Step 2: Enforcing PSP policy
Styra DAS provides a built-in policy library of over 100 policies (including all 16 control aspects of a pod) derived from real-world use cases! These policies can be enforced with a point-and-click user interface that makes it easy to add the necessary security guardrails in order to mitigate security and compliance issues.
To accelerate PSP migration, Styra DAS released the Pod Security Policies pack. This pack implements all the PSP controls such as:
- Prevent containers from running in privileged mode
- Disallow privilege escalation
- Prohibit containers from sharing HostPID or HostIPC namespace
- Ensure containers can be created with approved seccomp profiles
- And many more…
The Pod Security Policies pack eliminates the need for users to research, author and implement each PSP policy manually and gives them the confidence to quickly enforce these checks in their cluster without having to worry about human errors or misconfigurations.
And that’s it! In two easy steps, you can get started with Styra DAS and enforce PSP policies in your Kubernetes cluster in less than 5 minutes!
Want to evaluate policies against your local Kubernetes manifests? Styra has you covered. Styra CLI provides the full power of Styra DAS from your terminal and allows you to check your local Kubernetes manifests against OPA policies.

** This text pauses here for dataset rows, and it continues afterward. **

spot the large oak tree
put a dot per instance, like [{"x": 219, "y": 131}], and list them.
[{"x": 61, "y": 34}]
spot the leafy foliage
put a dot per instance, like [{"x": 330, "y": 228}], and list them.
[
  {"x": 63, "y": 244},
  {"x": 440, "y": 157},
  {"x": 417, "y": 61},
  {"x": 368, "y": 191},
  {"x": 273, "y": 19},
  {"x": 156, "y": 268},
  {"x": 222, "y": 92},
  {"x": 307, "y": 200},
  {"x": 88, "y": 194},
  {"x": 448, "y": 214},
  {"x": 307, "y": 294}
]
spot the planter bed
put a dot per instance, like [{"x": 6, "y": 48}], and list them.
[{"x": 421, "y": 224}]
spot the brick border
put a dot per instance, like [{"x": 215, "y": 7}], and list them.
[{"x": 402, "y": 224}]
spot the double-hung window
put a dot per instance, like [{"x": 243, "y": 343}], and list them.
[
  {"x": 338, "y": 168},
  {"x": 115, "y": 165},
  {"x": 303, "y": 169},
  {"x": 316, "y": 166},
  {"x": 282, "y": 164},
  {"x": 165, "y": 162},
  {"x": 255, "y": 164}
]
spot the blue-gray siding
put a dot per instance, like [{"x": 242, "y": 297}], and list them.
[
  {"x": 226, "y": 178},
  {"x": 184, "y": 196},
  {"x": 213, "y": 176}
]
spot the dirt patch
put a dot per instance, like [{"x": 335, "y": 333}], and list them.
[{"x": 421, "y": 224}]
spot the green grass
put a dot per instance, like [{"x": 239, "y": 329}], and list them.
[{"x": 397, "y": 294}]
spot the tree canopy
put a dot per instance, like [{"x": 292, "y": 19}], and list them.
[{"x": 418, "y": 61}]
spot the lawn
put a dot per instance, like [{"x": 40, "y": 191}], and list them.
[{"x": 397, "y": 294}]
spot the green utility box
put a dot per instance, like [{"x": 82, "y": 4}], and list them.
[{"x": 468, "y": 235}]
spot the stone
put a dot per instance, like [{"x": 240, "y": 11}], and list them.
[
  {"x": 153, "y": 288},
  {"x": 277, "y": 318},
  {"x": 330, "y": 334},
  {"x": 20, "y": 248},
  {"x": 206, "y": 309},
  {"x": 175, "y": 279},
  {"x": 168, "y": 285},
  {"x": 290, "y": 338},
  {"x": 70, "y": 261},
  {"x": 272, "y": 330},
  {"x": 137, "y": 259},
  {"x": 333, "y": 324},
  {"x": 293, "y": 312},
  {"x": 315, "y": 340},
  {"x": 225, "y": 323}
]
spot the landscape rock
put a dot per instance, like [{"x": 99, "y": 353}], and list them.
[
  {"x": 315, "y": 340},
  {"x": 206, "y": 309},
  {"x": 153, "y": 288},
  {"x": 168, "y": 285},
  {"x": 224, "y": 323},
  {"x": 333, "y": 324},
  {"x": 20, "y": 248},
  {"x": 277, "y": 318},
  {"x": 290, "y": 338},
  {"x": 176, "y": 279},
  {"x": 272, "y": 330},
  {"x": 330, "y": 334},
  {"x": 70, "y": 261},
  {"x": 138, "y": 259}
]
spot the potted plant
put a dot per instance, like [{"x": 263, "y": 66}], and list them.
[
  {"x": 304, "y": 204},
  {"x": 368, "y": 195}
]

Along with the easy installation steps and a number of built-in policies, Styra DAS also provides:
- OPA decision logging to help users understand why OPA made a particular decision
- Impact Analysis which allows users to see the impact of a new or updated policy on existing systems. For example, users can turn on PSP policies and see how they will affect their current clusters before actually enforcing them
- Managing and Monitoring OPAs deployed in the field
As Kubernetes starts the PSP deprecation process and eventual removal, this post highlights how OPA and Styra DAS provide the best solution to secure your Kubernetes cluster. Together, Styra DAS and OPA give you the ability to define security policies, not just for pods, but also for any other Kubernetes resources. We also explored how Styra DAS can help with a seamless migration from PSP and make rolling out PSP policies easier than ever!